A particle is suspended vertically from a point O by an inextensible massless spring of length $L$. A vertical line $AB$ is at a distance $L/8$ from O as shown. The object given a horizontal velocity $u$. At some point, its motion ceases to be circular and eventually the object passes through the line $AB$. At the instant of crossing $AB$, its velocity is horizontal. Find $u$.

Answer 1

Let the circular motion ceases at point $P$. At this point tension in the string vanishes. Let $v$ be the velocity at point $P$. Let $OP$ make angle $\theta$ with horizontal. Beyond $P$, the motion of the object is parabolic. The highest point of the parabolic path lies on $AB$. Obviously $PQ$ is equal to the half range of the projectile.
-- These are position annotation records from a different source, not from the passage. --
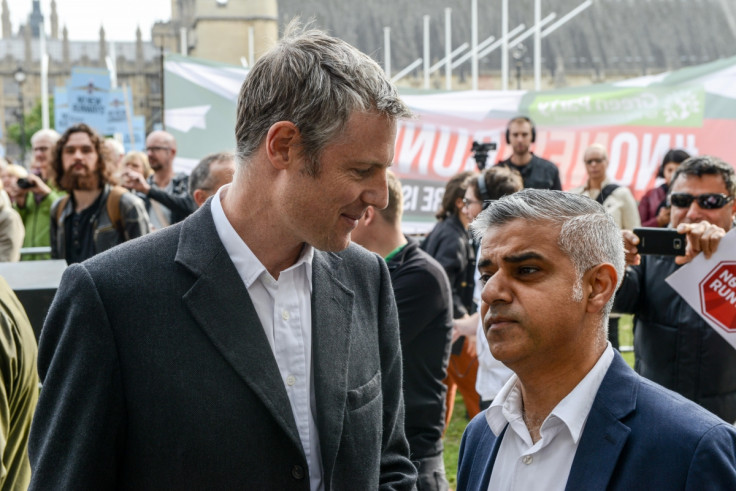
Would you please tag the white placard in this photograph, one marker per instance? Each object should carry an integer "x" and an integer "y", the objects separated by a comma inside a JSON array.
[{"x": 709, "y": 286}]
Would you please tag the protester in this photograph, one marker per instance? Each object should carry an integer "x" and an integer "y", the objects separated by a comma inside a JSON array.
[
  {"x": 250, "y": 346},
  {"x": 43, "y": 142},
  {"x": 653, "y": 208},
  {"x": 451, "y": 245},
  {"x": 166, "y": 193},
  {"x": 136, "y": 162},
  {"x": 210, "y": 174},
  {"x": 11, "y": 230},
  {"x": 491, "y": 185},
  {"x": 674, "y": 346},
  {"x": 537, "y": 172},
  {"x": 96, "y": 215},
  {"x": 115, "y": 152},
  {"x": 617, "y": 200},
  {"x": 424, "y": 302},
  {"x": 33, "y": 202},
  {"x": 574, "y": 415},
  {"x": 18, "y": 389}
]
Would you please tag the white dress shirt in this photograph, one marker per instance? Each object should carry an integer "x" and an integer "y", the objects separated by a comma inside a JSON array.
[
  {"x": 285, "y": 311},
  {"x": 545, "y": 465}
]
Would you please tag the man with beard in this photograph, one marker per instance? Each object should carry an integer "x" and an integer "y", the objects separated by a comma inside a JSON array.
[
  {"x": 33, "y": 202},
  {"x": 96, "y": 215},
  {"x": 536, "y": 172},
  {"x": 166, "y": 193}
]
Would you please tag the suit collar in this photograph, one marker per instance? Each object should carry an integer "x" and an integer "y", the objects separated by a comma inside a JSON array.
[
  {"x": 332, "y": 312},
  {"x": 605, "y": 434}
]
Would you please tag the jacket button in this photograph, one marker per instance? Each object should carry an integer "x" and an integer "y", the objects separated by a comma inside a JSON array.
[{"x": 297, "y": 472}]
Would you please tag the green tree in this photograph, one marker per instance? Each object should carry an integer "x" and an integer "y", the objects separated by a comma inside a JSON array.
[{"x": 33, "y": 123}]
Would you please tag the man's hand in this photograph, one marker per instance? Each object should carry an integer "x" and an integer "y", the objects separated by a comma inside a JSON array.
[
  {"x": 631, "y": 241},
  {"x": 663, "y": 217},
  {"x": 701, "y": 237},
  {"x": 135, "y": 181}
]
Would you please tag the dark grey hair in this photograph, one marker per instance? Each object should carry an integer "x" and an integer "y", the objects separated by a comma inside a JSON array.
[
  {"x": 315, "y": 81},
  {"x": 588, "y": 235}
]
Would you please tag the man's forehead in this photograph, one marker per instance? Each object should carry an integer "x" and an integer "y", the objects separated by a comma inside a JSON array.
[
  {"x": 519, "y": 236},
  {"x": 706, "y": 183}
]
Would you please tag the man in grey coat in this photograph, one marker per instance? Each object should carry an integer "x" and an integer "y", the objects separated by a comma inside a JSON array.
[{"x": 250, "y": 346}]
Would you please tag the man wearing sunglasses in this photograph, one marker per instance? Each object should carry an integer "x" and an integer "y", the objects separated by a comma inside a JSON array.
[{"x": 674, "y": 346}]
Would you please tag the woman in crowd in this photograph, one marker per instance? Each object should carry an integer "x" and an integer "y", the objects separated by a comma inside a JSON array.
[{"x": 451, "y": 245}]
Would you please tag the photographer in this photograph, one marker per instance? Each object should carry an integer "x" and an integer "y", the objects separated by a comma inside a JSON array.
[{"x": 35, "y": 196}]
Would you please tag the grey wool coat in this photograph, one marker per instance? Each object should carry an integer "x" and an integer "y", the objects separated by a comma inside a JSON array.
[{"x": 157, "y": 374}]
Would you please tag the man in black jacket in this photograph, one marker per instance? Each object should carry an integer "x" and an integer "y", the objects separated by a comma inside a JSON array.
[
  {"x": 674, "y": 346},
  {"x": 166, "y": 193},
  {"x": 424, "y": 302}
]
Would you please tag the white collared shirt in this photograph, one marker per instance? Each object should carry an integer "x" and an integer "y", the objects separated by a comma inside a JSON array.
[
  {"x": 545, "y": 465},
  {"x": 285, "y": 311}
]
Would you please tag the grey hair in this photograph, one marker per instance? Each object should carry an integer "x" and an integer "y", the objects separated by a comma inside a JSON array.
[
  {"x": 588, "y": 235},
  {"x": 316, "y": 82}
]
Equation of motion of the particle at point $P$

$mg\sin \theta +T=\frac{m{v}^2}{L}$

as $T=0$

$v^2=gh\sin \theta ....\left(1\right)$

Applying law of conservation of mechanical energy during the motion from the lowest point to $P$ we have $\frac{1}{2}m{u}^2-\frac{1}{2}m{v}^2=mg(L+L\sin \theta )$

$u^2=v^2+2gL(1+\sin \theta )$ [substituting value of $v^2$]

$u^2=gL\sin theta+2gL(1+\sin \theta )=gL(2+3\sin \theta ).....\left(ii\right)$

From the equation of projectile

Half range $=\frac{v^2\sin \theta \cos \theta }{g}$

From geometry $PQ=\frac{v^2\sin \theta \cos \theta }{g}=L\cos \theta -\frac{L}{8}$

$v^2=\frac{gL}{\sin \theta \cos \theta }(\cos \theta -\frac{1}{8}).....\left(iii\right)$

From eq (i) and (iii)

$gL\sin \theta =\frac{gL}{\sin \theta \cos \theta }(\cos \theta -\frac{1}{8})\to \cos \theta =\frac{1}{2}$

$\theta ={60}^{\circ }$

Substituting in eq. (ii)

$u^2=gL(2+\frac{3\sqrt{3}}{2})$

$u=\sqrt{gL(2+\frac{3\sqrt{3}}{2})}$.